5.5 Selon la Chambre, rien n'indique non plus que le sens de ce terme ait changé lorsque la CBE a été révisée en 2000. La formulation de l'article 116 CBE 1973 est restée la même, à l'exception de quelques modifications mineures d'ordre rédactionnel. Dans le texte de la règle 115(2) CBE (dont la teneur correspond à la règle 71(2) CBE 1973), il est encore question de "comparution" d'une partie citée devant l'OEB ("Si une partie régulièrement citée à une procédure orale devant l'Office européen des brevets n'a pas comparu, la procédure peut être poursuivie en son absence" (terme souligné par la Chambre)). Si les législateurs avaient souhaité envisager d'autres options techniques, une clarification à cet effet aurait probablement été ajoutée à l'article 116 CBE ou dans le règlement d'exécution. L'OEB a mis en œuvre pour la première fois le concept de procédure orale sous forme de visioconférence dès 1998, c'est-à-dire avant la Conférence diplomatique pour la révision de la CBE (cf. "Note d'information concernant les entretiens et les procédures orales à organiser sous forme de visioconférence", JO OEB 1997, 572). Par la suite, les entretiens et les procédures orales devant la division d'examen pouvaient être tenus sous forme de visioconférence sur requête du demandeur. Il ne pouvait toutefois être fait droit à une telle requête que si le demandeur soumettait une déclaration dans laquelle il renonçait à son droit à une procédure orale traditionnelle. L'OEB suggérait la formulation suivante aux demandeurs : "Le demandeur renonce par avance et de manière irrévocable à son droit à la tenue d'une procédure orale sous forme traditionnelle dans les locaux de l'OEB pour le même objet après la visioconférence demandée."

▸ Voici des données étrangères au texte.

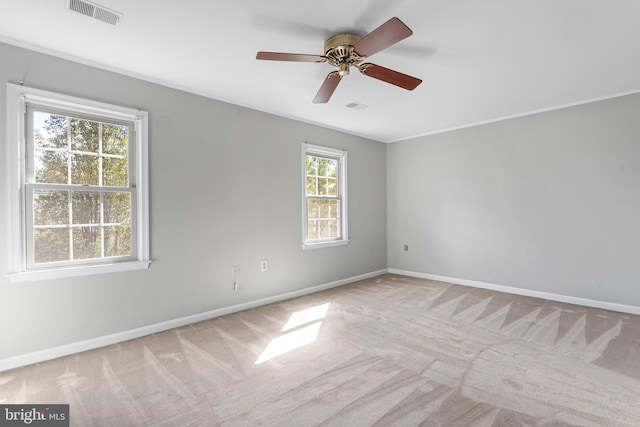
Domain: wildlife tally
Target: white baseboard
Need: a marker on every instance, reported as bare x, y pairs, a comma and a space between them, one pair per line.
90, 344
631, 309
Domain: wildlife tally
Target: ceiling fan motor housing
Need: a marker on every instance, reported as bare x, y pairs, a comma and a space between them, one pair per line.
339, 52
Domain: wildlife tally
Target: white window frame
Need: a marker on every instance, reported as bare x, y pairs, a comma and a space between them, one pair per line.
341, 156
20, 270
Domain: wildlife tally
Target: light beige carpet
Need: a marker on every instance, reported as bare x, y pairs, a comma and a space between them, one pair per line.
386, 351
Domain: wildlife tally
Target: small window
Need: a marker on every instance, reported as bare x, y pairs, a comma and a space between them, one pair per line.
81, 197
325, 204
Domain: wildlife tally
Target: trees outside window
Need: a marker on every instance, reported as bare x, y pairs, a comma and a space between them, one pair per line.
80, 197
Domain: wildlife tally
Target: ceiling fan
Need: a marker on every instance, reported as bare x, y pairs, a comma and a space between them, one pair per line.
348, 50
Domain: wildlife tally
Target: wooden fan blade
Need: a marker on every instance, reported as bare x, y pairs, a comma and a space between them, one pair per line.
296, 57
387, 34
328, 87
390, 76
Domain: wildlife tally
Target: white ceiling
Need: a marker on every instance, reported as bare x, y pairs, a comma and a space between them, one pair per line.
480, 60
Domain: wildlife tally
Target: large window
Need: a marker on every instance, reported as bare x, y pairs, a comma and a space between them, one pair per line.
325, 204
80, 198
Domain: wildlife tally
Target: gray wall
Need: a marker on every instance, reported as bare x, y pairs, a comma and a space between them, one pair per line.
548, 202
225, 190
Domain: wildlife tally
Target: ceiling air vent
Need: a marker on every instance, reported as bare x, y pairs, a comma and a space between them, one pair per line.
95, 11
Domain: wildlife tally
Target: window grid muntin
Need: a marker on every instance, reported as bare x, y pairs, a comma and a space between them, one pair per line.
340, 157
319, 197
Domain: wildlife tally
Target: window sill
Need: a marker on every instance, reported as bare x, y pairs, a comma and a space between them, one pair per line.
59, 273
319, 245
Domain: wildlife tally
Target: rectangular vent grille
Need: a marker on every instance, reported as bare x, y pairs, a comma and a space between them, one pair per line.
95, 11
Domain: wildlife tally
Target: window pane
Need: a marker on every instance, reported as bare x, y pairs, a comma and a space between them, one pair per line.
50, 130
85, 207
333, 228
84, 169
332, 169
50, 207
312, 229
324, 209
86, 242
50, 244
117, 208
85, 135
323, 229
312, 166
117, 241
322, 166
333, 209
332, 187
115, 172
115, 139
322, 186
311, 186
51, 166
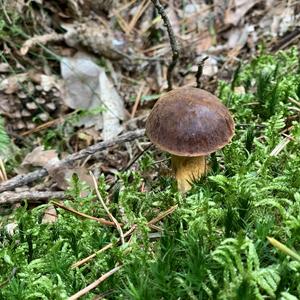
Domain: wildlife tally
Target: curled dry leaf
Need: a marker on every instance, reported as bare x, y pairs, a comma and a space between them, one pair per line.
40, 39
95, 38
87, 87
40, 158
11, 84
237, 10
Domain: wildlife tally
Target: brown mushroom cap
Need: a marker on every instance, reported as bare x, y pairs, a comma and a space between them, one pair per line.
189, 122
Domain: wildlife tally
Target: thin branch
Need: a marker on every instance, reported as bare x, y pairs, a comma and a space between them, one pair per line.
173, 42
38, 174
108, 246
75, 212
32, 196
94, 284
200, 72
127, 233
107, 210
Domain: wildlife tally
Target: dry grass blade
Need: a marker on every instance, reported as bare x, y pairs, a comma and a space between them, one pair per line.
95, 283
3, 176
108, 246
107, 210
163, 215
128, 233
280, 146
70, 209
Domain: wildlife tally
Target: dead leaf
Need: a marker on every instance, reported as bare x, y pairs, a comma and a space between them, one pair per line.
237, 10
11, 84
40, 158
87, 87
40, 40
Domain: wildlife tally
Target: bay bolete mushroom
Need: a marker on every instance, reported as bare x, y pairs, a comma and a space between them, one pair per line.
189, 123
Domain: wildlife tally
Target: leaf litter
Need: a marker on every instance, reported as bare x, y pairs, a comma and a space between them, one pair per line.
94, 69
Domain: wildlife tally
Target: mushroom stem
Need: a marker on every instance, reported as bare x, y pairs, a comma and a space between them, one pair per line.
187, 170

Selon la Chambre, cette note d'information de l'OEB reflète le raisonnement suivi à cette époque et à l'époque de la Conférence diplomatique tenue en 2000, à savoir que les visioconférences ne satisfaisaient pas aux exigences juridiques relatives aux procédures orales prévues à l'article 116 CBE et que les demandeurs devaient donc renoncer à leur droit à la tenue d'une procédure orale dans les locaux de l'OEB. Le fait que la formulation de l'article 116 CBE soit pour l'essentiel restée la même, alors que la question de l'utilisation de la technologie de visioconférence à l'OEB se posait de manière immédiate, peut être considéré comme un signe que le législateur de la CBE 2000 continuait d'approuver le concept de procédure orale traditionnelle.

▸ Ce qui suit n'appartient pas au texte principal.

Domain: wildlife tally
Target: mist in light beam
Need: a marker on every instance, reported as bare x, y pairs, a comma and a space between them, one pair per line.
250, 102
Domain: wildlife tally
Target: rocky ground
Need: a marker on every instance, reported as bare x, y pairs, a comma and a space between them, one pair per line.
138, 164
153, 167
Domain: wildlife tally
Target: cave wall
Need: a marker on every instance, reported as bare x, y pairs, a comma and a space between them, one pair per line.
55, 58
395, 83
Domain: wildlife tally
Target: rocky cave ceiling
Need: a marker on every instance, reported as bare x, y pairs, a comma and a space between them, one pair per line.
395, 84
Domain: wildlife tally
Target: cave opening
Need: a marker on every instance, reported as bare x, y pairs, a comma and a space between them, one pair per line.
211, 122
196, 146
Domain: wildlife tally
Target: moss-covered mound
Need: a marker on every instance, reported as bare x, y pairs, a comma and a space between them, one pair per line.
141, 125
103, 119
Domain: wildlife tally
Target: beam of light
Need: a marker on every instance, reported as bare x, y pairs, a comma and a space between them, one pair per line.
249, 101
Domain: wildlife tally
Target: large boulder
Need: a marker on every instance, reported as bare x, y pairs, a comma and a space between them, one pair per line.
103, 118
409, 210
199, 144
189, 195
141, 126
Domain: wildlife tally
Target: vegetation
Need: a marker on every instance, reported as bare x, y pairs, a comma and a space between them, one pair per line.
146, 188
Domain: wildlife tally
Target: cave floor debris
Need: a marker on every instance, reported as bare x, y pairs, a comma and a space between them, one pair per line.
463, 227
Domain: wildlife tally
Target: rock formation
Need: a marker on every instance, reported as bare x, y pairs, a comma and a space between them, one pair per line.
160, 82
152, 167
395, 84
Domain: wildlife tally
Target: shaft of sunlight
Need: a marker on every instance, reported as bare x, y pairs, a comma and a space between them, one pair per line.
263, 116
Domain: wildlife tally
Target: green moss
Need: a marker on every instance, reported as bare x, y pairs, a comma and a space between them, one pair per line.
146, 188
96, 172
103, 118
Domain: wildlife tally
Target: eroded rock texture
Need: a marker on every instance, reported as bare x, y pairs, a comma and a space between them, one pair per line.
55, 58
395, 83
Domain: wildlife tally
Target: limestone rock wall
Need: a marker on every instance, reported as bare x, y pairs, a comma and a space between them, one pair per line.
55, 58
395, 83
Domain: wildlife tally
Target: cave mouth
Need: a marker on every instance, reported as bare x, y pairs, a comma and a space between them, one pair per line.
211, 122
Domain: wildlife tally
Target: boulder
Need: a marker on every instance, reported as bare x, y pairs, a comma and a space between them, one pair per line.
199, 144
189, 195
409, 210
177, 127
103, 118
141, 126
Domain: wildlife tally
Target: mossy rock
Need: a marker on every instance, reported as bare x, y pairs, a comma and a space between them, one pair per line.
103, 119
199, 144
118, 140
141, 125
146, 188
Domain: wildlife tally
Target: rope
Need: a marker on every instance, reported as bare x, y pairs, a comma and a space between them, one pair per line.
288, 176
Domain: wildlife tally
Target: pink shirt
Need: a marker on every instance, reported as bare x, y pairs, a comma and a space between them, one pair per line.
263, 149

5.6 Par souci d'exhaustivité, il convient de noter que l'OEB a maintenu jusqu'en 2006 l'obligation susmentionnée de soumettre une déclaration, ne l'abrogeant que par la note d'information intitulée "Mise à jour de la note d'information concernant les entretiens et les procédures orales à organiser sous forme de visioconférence" (JO 2006, 585), laquelle énonçait également que les "procédures orales sous forme de visioconférence sont équivalentes à celles qui sont tenues de façon traditionnelle dans les locaux de l'OEB". L'OEB a toutefois maintenu le principe selon lequel les visioconférences doivent faire l'objet d'une demande et ne peuvent donc être organisées qu'avec le consentement du demandeur.

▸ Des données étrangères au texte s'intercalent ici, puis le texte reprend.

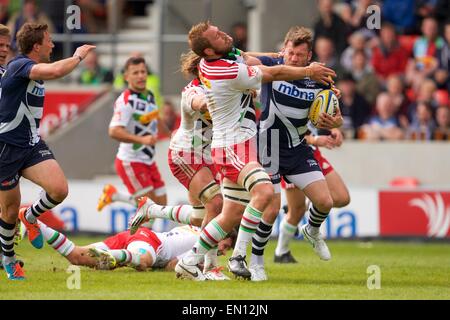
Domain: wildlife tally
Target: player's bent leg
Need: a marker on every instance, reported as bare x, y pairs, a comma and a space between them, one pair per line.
261, 237
321, 204
49, 175
296, 209
9, 204
338, 189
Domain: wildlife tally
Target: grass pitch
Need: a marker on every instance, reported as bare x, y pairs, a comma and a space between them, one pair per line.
408, 271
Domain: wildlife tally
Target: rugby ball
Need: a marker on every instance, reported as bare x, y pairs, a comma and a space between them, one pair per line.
325, 101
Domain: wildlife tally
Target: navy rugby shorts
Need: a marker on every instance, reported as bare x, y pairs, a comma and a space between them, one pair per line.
14, 159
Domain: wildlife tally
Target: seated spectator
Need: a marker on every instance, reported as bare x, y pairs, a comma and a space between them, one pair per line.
357, 42
4, 14
354, 108
384, 125
29, 13
330, 25
443, 56
442, 130
93, 15
170, 118
92, 73
424, 63
396, 91
426, 94
400, 14
366, 82
325, 53
389, 57
239, 34
152, 84
423, 125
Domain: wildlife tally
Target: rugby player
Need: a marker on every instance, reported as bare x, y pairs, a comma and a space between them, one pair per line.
247, 188
22, 151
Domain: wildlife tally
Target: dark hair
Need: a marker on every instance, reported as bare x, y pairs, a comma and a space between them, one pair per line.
133, 61
4, 31
30, 34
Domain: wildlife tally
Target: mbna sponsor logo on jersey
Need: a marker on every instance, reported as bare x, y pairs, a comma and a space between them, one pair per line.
294, 91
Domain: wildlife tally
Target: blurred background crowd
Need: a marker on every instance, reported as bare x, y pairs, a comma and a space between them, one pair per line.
394, 80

5.7 Il ressort de cette interprétation littérale que l'article 116 CBE prévoit le droit des parties à être entendues dans le cadre d'une procédure orale en présentiel. Si cette interprétation devait être retenue, la conséquence pourrait être que la tenue d'une procédure orale sous forme de visioconférence sans le consentement des parties soit réputée non conforme à l'article 116 CBE.

5.8 Travaux préparatoires

5.8.1 Les travaux préparatoires à la CBE et les circonstances dans lesquelles la CBE a été conclue ne servent que de moyens de preuve complémentaires pour confirmer le résultat de l'interprétation ou ne sont pris en compte que lorsqu'aucun sens raisonnable ne découle de l'application de la règle d'interprétation générale (article 32 de la Convention de Vienne ; G 2/12, point V.4 des motifs).

5.8.2 La Chambre n'a relevé, dans les travaux préparatoires, aucun passage traitant explicitement de la forme dans laquelle la procédure orale doit avoir lieu, à l'exception du caractère public de la procédure orale, qui était considéré comme un sujet central. L'absence d'une telle discussion semble étayer le résultat de l'interprétation littérale et systématique selon laquelle le terme "procédure orale" était le terme juridique courant pour désigner les procédures orales (traditionnelles) en présentiel. Compte tenu de cette acception courante, il n'y avait évidemment pas besoin de fournir d'explications supplémentaires à ce sujet. Il existe toutefois des documents préparatoires qui pourraient présenter un intérêt dans ce contexte.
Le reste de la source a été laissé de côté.